Je restai immobile quelques secondes. J'avais envie de l'ouvrir. J'avais envie de le regarder. De voir un vrai sourire sur mon visage. De voir de l'attirance sincère dans son regard. De faire remonter Nandhinie dans le flot de mes souvenirs – c'était presque du masochisme. J'en avais envie. Cruellement envie.
Un gémissement plaintif de la part de la tuyauterie me fit tourner la tête. Quelqu'un d'autre venait d'actionner sa douche, quelqu'un juste à côté de moi.
Je pris mon shampooing neuf et refermai le placard.
Mon cœur se mit à battre comme s'il avait triplé de volume. Allais-je vraiment faire ça ? C'était mon défi, certes, mais je pouvais très bien mentir. Non, je ne pouvais pas mentir. J'en étais incapable. Il le verrait immédiatement.
Que m'avait-il pris d'accepter ?
Je vérifiai que l'eau était chaude avant de rentrer dans le bac.
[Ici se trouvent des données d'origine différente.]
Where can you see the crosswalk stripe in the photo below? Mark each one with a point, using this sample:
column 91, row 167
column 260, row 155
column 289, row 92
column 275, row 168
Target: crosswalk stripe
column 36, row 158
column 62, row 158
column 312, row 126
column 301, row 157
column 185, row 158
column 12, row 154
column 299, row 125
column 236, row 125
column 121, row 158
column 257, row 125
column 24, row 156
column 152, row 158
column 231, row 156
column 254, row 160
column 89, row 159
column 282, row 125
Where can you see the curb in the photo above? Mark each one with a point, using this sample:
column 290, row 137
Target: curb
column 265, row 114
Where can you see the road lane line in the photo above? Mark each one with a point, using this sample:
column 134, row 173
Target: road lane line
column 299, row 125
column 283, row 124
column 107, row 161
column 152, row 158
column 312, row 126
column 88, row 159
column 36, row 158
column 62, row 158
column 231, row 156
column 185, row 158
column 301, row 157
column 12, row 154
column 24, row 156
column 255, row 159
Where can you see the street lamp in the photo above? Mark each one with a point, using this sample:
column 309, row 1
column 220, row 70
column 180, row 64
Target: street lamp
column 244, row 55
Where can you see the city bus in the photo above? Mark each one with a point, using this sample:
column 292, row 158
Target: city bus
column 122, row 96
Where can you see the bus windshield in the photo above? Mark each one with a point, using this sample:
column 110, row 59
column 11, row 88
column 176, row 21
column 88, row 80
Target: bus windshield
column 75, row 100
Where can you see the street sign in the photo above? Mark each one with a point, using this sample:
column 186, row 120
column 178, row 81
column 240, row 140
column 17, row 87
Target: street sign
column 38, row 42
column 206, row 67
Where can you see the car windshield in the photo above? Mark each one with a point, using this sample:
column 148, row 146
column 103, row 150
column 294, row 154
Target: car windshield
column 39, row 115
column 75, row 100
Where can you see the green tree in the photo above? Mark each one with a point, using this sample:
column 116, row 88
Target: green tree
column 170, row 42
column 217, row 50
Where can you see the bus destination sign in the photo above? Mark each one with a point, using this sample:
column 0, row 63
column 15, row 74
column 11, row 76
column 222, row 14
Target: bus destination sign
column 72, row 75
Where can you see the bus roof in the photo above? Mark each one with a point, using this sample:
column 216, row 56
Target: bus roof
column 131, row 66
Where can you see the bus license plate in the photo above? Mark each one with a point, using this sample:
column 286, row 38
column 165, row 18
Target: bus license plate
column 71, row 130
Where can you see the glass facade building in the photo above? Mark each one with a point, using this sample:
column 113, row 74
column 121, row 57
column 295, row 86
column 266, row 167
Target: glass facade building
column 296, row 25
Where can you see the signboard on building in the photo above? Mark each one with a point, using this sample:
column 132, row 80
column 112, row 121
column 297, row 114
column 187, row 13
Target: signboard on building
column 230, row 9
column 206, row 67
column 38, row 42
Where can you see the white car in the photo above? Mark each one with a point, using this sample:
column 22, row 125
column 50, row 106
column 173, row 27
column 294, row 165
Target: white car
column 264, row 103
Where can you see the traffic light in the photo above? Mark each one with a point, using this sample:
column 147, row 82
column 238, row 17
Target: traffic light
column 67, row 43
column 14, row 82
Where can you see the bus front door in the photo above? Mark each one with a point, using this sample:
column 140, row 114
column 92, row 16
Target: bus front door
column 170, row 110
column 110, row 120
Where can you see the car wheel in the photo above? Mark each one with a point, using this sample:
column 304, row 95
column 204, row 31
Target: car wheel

Mes cheveux devinrent immédiatement plus lourds tandis que le jet giclait sur mon visage, et je dus forcer sur le rideau coincé pour qu'il daigne se fermer. J'ouvris la bouche. Rien n'en sortit.
Les mots, les chansons et les émotions se mêlaient en moi, valsaient inlassablement, tordaient mes entrailles et couraient dans mes veines. Le faire ? Ne pas le faire ? C'était peut-être mon unique chance. Je devais la saisir. Saisir ma chance. Saisir ma chance. Saisir ma chance. Écouter mon instinct sans faire appel à la logique. Je devais le faire. Je devais le faire. Je devais...
— I've heard there was a secret chord, that David played and it pleased the Lord, but you don't really care for music, do you ?
Les paroles avaient jailli de moi comme un cri de désespoir. Je relâchai tout, enfin, et je chantai. Dieu que c'était étrange, après toutes ces années sans oser le faire ! Je ne m'en serais pas crue capable. La pression en moi avait gagné et, désormais, je ne pouvais plus arrêter le flot, fermer la vanne, couper ma voix. Il fallait que je continue, que je finisse, que je chante. Cette si belle chanson venait d'ouvrir la boîte de Pandore, et il était hors de question que je la verrouille de nouveau avant qu'elle ait laissé sortir tout ce qu'elle contenait.
J'entendis l'eau se couper de l'autre côté. Je faillis m'en étrangler.
— Well, it goes like this, the fourth, the fifth, the minor fall and the major lift, the baffled king composing Hallelujah.
— Hallelujah.
Son timbre s'était mêlé au mien dans une harmonie tellement parfaite qu'elle en semblait irréelle. Je dus m'accrocher à mon pommeau de douche tant le vertige qui me vrilla le crâne fut violent.
Je ne savais pas ce que je faisais. C'était sûrement une mauvaise idée. Mais quelque part, au fond de moi, j'adorais déjà ça, quoi que ce fût.
— Your faith was strong but you needed proof.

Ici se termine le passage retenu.